Exploring our way to the source of EMC's mighty VNX Nile
Mr Mellor, I presume?
Blocks and Files EMC, we have a problem. Your Project Nile has exabyte-plus capacity and is built from EMC's ViPR control/data plane software and VNX arrays. Yet, the biggest VNX is the 8000 at 4.5PB capacity, about 223 times too small. What gives?
EMC COO and president David Goulden said in Milan that Project Nile will use ViPR and VNX to provide file, block and object storage at web scale. Here's a transcript:
Nile includes technologies from ViPR. It includes technologies from the VNX family and we've packaged this together to give you a truly capacity-optimised elastic cloud storage system.
ViPR provides the file, block and object data interface to connected servers, with the underlying VNX being told what to do to by ViPR to deliver the storage capacity needed. The Nile prototype at Milan showed three identical racks with no obvious separate ESXi server for running ViPR as a virtual machine.
Jeremy Burton, EMC's chief marketeer, expanded on the web scale idea, saying Nile's capacity would be exabyte-plus.
EMC's Jeremy Burton with the Project Nile 3-rack prototype in Milan
The present largest VNX is the 8000 with, soon, EMC says, 1,500 x 3TB disk drives; a total of 4.5 petabytes. You would need 223 such VNX8000s to reach 1 exabyte of capacity (233 * 4.5PB = 1,003.5PB). Say we moved to 4TB drives; you would still need 167 systems (167 x (1,500 * 4TB) = 1,002PB) then. If a 1,500 * 3TB HDD VNX8000 has three racks, you would need (223 * 3) = 669 racks to reach the exabyte capacity level, an impressively large number.
VNX arrays cannot be clustered, and even if they were, a 223-node cluster with a v1.0 product is a hugely risky deal.
With this background we could use ideas suggesting how Project Nile can get 1 exabyte-plus of capacity from VNX arrays.
Effective VNX capacity increase ideas
One idea is that the VNX is basically a head and gets Atmos-style dense disk enclosures behind it. The G3-Dense-480 has 480 x 3TB disks in a 40U rack. Three racks of that gets us to 1,440 drives, 60 fewer than a 3-rack, 1,500 drive VNX8000. So we would need even denser drive enclosures.
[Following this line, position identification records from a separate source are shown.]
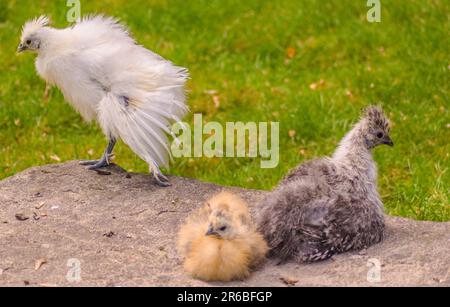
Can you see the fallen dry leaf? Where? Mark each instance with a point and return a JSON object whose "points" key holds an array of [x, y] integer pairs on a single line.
{"points": [[39, 263], [291, 52], [48, 285], [55, 158], [216, 100], [21, 217], [102, 172], [40, 205], [211, 92], [316, 85], [289, 281]]}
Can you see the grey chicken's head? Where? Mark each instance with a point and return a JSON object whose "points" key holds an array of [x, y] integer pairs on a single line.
{"points": [[376, 127], [33, 34]]}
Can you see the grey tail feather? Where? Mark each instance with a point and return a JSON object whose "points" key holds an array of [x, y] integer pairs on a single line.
{"points": [[316, 255]]}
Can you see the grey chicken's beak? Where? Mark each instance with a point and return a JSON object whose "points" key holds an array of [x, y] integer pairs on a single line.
{"points": [[21, 48], [387, 140]]}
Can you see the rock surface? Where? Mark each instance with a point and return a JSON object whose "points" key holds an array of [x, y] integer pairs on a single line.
{"points": [[122, 231]]}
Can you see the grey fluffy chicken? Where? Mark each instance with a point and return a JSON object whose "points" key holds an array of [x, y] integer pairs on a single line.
{"points": [[329, 205]]}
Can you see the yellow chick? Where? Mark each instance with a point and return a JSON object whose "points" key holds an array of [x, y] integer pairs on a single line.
{"points": [[219, 242]]}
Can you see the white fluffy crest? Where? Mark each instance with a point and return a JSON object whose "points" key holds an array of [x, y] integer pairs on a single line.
{"points": [[35, 25]]}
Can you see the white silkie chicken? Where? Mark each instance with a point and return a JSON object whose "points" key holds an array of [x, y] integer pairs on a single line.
{"points": [[133, 93]]}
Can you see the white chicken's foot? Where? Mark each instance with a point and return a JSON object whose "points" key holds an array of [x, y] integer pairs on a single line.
{"points": [[104, 160], [159, 177]]}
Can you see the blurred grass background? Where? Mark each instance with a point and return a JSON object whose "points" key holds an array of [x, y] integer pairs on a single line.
{"points": [[310, 65]]}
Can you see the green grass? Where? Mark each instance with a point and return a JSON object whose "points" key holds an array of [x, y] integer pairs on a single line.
{"points": [[240, 49]]}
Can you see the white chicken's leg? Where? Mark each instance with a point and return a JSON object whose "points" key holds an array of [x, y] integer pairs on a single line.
{"points": [[104, 160]]}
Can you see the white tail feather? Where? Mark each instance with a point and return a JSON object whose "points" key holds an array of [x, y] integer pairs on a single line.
{"points": [[143, 127]]}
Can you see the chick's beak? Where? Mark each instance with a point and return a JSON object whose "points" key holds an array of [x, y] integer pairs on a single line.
{"points": [[21, 48], [210, 232], [387, 140]]}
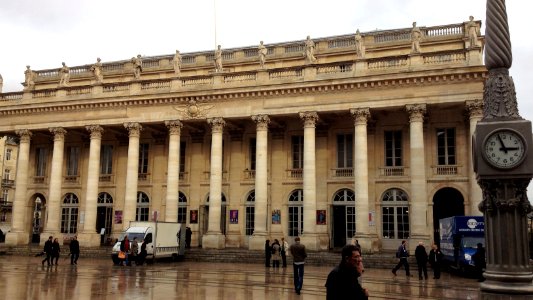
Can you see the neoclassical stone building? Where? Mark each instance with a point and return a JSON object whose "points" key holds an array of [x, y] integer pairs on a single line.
{"points": [[361, 136]]}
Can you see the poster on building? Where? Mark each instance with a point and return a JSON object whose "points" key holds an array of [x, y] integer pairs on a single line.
{"points": [[320, 217], [234, 216], [118, 217], [193, 217], [276, 216]]}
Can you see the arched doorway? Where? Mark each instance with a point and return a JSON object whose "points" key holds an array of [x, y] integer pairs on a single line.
{"points": [[447, 202], [343, 225]]}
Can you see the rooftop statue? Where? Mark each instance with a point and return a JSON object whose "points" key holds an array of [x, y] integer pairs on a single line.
{"points": [[64, 75]]}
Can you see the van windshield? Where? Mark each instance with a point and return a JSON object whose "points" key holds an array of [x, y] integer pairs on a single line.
{"points": [[472, 242]]}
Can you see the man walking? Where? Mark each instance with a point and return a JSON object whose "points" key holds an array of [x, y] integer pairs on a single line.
{"points": [[402, 254], [74, 250], [298, 254]]}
A second idea is that the 1 exabyte-plus capacity is the effective capacity after deduplication. A big thing here is the your-mileage-may-vary issue because dedupe ratios are not guaranteed. Another is that EMC's execs would be being highly disingenuous if they were bragging about exabyte-plus capacity levels after deduplication. Everyone in their Milan audience understood they were talking about raw capacity and would surely feel deceived if that turned out not to be the case.
A third idea is that Nile could use ScaleIO, EMC's acquired technology to turn hundreds or thousands of servers' direct-attached storage into one massive virtual SAN. But Goulden said Nile would use ViPR and VNX, not ViPR and ScaleIO. Anyway ScaleIO is block storage whereas VNX is unified file and block storage, while Nile is file, object and block storage. This means ViPR only has to provide the object data service abstraction and translate that to VNX-speak. I think we can rule ScaleIO out of the equation.
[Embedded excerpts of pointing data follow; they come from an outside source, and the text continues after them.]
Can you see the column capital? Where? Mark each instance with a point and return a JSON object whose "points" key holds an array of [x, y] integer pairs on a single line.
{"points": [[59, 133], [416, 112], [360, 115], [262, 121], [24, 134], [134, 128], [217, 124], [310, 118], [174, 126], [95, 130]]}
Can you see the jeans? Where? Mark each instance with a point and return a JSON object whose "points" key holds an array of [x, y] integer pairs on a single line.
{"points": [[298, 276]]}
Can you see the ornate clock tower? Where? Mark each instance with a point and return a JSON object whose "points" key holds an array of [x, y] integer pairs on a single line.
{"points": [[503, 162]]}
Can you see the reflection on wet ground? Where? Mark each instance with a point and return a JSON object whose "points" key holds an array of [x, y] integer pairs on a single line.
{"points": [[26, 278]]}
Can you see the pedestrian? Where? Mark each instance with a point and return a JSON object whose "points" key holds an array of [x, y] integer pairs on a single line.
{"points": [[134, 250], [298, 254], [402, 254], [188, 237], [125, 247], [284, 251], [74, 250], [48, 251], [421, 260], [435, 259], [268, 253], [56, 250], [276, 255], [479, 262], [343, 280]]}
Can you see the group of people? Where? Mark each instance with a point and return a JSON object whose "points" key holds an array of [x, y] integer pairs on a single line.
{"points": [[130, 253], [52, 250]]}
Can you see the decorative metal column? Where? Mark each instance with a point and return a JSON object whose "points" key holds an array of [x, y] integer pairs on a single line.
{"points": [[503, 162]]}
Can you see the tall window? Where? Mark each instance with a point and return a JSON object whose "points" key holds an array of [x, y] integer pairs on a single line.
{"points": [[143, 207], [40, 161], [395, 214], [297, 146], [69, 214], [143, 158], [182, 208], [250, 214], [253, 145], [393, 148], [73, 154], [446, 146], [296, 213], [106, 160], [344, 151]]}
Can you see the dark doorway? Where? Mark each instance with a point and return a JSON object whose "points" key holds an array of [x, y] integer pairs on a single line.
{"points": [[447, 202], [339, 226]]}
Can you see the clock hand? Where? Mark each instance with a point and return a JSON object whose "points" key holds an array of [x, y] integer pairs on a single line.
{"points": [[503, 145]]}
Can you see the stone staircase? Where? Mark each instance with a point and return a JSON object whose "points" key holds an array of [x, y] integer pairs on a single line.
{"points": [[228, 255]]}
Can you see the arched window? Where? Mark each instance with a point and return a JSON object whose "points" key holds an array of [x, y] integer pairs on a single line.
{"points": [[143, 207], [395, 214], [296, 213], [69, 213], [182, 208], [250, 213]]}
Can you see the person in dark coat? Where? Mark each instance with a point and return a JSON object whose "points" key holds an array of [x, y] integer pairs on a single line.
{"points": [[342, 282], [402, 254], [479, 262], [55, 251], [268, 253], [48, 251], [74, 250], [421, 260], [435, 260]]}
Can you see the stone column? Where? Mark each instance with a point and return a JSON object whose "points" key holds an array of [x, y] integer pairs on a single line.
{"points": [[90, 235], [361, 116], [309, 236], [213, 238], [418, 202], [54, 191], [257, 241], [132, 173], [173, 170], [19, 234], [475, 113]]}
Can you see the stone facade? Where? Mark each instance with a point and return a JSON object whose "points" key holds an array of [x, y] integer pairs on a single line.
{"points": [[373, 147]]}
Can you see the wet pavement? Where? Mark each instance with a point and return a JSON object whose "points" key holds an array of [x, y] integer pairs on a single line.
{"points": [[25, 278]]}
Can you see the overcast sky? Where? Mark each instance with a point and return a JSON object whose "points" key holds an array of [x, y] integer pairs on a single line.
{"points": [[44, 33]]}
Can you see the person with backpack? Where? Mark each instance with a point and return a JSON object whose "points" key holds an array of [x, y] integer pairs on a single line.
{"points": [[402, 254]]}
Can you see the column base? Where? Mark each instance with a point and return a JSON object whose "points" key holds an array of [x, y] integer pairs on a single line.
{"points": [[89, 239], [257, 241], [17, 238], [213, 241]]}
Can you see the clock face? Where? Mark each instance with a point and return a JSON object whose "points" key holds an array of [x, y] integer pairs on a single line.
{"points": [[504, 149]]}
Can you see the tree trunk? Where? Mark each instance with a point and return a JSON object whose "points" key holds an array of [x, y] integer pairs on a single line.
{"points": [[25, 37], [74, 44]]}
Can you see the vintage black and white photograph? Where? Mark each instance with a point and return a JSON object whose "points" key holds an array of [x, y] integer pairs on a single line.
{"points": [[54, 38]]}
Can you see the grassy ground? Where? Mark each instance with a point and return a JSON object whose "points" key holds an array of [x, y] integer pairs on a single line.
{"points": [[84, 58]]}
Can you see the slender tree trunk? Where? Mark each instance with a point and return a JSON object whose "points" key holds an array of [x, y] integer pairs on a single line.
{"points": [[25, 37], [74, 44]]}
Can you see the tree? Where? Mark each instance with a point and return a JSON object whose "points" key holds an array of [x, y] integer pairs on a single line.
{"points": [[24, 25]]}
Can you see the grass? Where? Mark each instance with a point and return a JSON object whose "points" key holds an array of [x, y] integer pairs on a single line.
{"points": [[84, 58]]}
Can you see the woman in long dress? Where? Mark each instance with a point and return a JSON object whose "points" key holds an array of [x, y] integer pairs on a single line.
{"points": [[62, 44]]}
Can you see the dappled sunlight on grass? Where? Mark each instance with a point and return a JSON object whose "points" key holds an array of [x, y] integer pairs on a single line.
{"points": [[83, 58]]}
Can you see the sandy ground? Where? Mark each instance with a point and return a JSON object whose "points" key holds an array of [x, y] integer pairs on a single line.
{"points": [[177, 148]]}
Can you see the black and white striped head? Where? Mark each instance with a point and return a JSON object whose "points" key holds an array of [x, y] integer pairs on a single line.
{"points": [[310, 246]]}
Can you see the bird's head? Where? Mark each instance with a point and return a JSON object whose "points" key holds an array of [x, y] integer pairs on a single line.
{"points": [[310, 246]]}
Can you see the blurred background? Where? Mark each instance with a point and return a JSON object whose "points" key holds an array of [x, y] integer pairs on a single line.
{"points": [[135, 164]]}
Another idea is that ViPR provides 1 exabyte-plus of capacity by actually having 223 VNX800s, each with 1,500 x 3TB drives, behind it. They aren't clustered in a VNX software environment though. Instead ViPR aggregates them itself, and carves out storage from them to an enterprise's private cloud users. It's certainly scale-out; just add another VNX8000 if you need 4.5PB more capacity, but not in the Isilon - single Isilon environment - sense.
If this is the way it's done then ViPR would be acting as a federating super array controller.
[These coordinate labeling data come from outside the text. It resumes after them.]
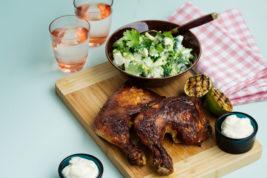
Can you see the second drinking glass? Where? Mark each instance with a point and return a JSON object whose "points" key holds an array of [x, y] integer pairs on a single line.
{"points": [[98, 14]]}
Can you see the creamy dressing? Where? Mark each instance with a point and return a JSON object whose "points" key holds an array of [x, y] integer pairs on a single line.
{"points": [[237, 128], [80, 168]]}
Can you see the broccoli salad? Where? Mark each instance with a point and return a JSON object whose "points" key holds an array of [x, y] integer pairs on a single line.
{"points": [[157, 56]]}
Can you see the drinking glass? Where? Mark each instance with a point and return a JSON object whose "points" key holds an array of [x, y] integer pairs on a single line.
{"points": [[70, 37], [98, 14]]}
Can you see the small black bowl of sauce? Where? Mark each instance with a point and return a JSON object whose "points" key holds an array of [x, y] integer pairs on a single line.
{"points": [[81, 159], [231, 140]]}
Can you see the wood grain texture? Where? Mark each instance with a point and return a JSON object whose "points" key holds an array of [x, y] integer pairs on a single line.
{"points": [[86, 92]]}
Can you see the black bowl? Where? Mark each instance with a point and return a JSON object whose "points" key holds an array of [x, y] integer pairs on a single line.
{"points": [[190, 41], [65, 162], [235, 146]]}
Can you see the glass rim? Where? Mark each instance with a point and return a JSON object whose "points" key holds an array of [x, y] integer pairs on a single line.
{"points": [[78, 6], [54, 20]]}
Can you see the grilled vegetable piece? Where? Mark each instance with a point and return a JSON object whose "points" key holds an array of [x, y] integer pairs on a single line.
{"points": [[198, 86], [217, 103]]}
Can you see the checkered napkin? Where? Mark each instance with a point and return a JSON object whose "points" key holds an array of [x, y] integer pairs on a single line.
{"points": [[230, 56]]}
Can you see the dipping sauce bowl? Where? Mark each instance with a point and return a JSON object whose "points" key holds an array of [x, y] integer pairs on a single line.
{"points": [[231, 145], [65, 162]]}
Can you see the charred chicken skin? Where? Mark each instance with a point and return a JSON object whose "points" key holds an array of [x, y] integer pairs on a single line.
{"points": [[115, 119], [181, 117]]}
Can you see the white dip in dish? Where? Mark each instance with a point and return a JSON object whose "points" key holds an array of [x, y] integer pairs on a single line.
{"points": [[236, 128], [80, 168]]}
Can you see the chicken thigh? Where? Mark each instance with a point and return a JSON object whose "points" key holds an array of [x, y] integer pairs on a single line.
{"points": [[182, 117], [115, 119]]}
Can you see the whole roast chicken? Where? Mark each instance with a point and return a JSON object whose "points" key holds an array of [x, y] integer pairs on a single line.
{"points": [[151, 116]]}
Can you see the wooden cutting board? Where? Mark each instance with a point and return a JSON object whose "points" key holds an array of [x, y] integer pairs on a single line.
{"points": [[85, 93]]}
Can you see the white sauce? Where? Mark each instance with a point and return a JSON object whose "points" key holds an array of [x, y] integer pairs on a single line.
{"points": [[80, 168], [237, 128]]}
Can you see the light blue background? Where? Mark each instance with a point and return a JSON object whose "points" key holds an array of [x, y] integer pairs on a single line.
{"points": [[36, 129]]}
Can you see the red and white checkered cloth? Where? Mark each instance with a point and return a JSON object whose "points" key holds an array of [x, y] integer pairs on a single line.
{"points": [[230, 56]]}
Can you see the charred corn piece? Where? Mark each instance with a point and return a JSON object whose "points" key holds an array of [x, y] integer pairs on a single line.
{"points": [[198, 86], [217, 103]]}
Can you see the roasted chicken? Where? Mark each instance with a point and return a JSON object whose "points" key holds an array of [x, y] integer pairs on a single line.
{"points": [[115, 119], [151, 116], [182, 117]]}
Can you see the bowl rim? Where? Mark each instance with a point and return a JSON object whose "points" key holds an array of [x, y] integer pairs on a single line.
{"points": [[95, 159], [155, 78], [222, 117]]}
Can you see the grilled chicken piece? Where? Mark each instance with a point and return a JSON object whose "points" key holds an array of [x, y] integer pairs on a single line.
{"points": [[115, 119], [182, 117]]}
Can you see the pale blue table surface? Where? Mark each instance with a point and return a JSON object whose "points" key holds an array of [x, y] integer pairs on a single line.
{"points": [[36, 129]]}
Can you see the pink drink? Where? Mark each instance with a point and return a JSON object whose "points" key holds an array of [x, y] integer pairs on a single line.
{"points": [[70, 45], [99, 17]]}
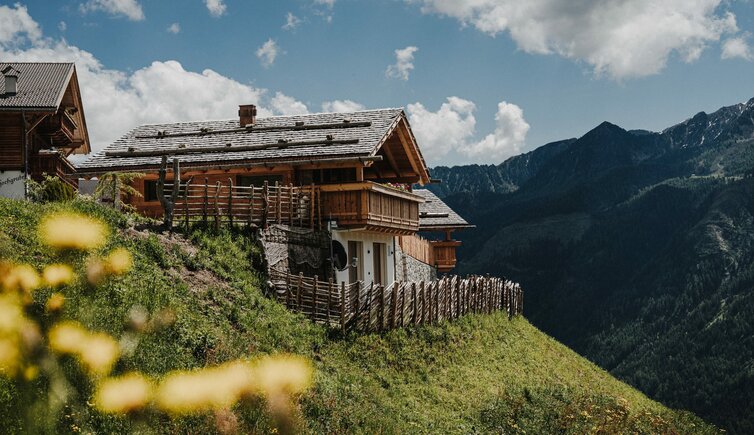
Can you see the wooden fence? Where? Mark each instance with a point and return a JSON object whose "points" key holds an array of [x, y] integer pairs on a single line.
{"points": [[417, 247], [229, 204], [375, 307]]}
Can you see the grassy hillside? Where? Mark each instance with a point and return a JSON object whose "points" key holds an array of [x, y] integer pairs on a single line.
{"points": [[479, 374]]}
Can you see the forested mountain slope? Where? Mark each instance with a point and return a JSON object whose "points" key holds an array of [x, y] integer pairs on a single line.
{"points": [[636, 250], [480, 374]]}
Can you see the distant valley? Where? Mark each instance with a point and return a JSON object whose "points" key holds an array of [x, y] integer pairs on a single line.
{"points": [[636, 249]]}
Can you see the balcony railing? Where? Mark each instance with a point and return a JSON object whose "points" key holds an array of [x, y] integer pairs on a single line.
{"points": [[444, 254], [366, 205], [51, 163], [371, 206]]}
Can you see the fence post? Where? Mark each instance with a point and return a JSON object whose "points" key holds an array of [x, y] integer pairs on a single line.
{"points": [[414, 303], [357, 310], [370, 296], [311, 206], [278, 203], [217, 206], [403, 305], [329, 299], [393, 317], [343, 306], [314, 298], [206, 201], [230, 201], [288, 290], [251, 205], [185, 202], [265, 203], [290, 205], [298, 290], [382, 308]]}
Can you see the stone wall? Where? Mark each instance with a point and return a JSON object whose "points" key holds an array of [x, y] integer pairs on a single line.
{"points": [[408, 268], [294, 249]]}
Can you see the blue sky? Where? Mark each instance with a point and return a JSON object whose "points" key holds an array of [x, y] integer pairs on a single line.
{"points": [[556, 82]]}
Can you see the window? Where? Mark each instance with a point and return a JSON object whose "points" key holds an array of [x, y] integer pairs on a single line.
{"points": [[258, 180], [150, 191], [355, 269], [379, 263]]}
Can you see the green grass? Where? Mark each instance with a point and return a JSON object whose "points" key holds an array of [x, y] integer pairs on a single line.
{"points": [[480, 374]]}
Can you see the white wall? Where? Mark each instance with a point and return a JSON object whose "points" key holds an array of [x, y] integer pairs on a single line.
{"points": [[367, 240], [12, 184]]}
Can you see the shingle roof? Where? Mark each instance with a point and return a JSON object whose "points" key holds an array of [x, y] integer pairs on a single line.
{"points": [[40, 85], [304, 137], [435, 214]]}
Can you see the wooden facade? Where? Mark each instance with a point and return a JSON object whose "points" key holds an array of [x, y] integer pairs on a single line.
{"points": [[36, 138], [357, 170]]}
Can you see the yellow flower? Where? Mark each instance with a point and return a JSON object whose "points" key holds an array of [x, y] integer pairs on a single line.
{"points": [[22, 277], [9, 355], [55, 302], [99, 353], [124, 394], [31, 373], [11, 314], [96, 271], [283, 374], [67, 337], [56, 275], [72, 231], [119, 261]]}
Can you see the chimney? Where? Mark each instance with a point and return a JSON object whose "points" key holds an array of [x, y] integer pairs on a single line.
{"points": [[11, 80], [247, 114]]}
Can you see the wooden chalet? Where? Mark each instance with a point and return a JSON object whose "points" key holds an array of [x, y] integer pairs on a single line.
{"points": [[349, 173], [41, 123]]}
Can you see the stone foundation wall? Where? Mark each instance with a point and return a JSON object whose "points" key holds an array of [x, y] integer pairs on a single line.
{"points": [[294, 249], [408, 268]]}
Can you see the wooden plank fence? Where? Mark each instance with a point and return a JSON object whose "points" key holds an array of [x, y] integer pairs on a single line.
{"points": [[373, 307]]}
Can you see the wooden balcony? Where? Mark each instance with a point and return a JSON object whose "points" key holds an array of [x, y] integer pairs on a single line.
{"points": [[51, 163], [371, 206], [444, 254], [61, 129]]}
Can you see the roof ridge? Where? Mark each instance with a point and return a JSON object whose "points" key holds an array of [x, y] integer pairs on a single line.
{"points": [[37, 63], [266, 117]]}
A source thinks this is likely and will impose limits on the storage entity sizes supplied to Nile users:
[VNX] file system (FS) maximum size is ridiculous with 16TB limit per FS. Users must consider ... software glue to unify FS. [The] Nile goal is 1 exabyte but EMC doesn't say if it will be 1 Volume or 1 FS. So I imagine it's [going to be] external unification ...
For web scale, the Nile goal, users don't really aggregate storage as each object is addressed independently of the others. But if unified access is needed, especially file and object, a unification layer is needed ...
Users don't need massive block device (1EB block volume); unification is better.
It seems clear that the idea is for ViPR, a v1.0 product, to logically cluster hundreds of VNX arrays together. This seems almost fanciful and is hugely ambitious; hats off to EMC's big cojones. How else is EMC's Project Nile going to achieve a 1 exabyte-plus capacity using 4.5 petabyte VNX building blocks? ®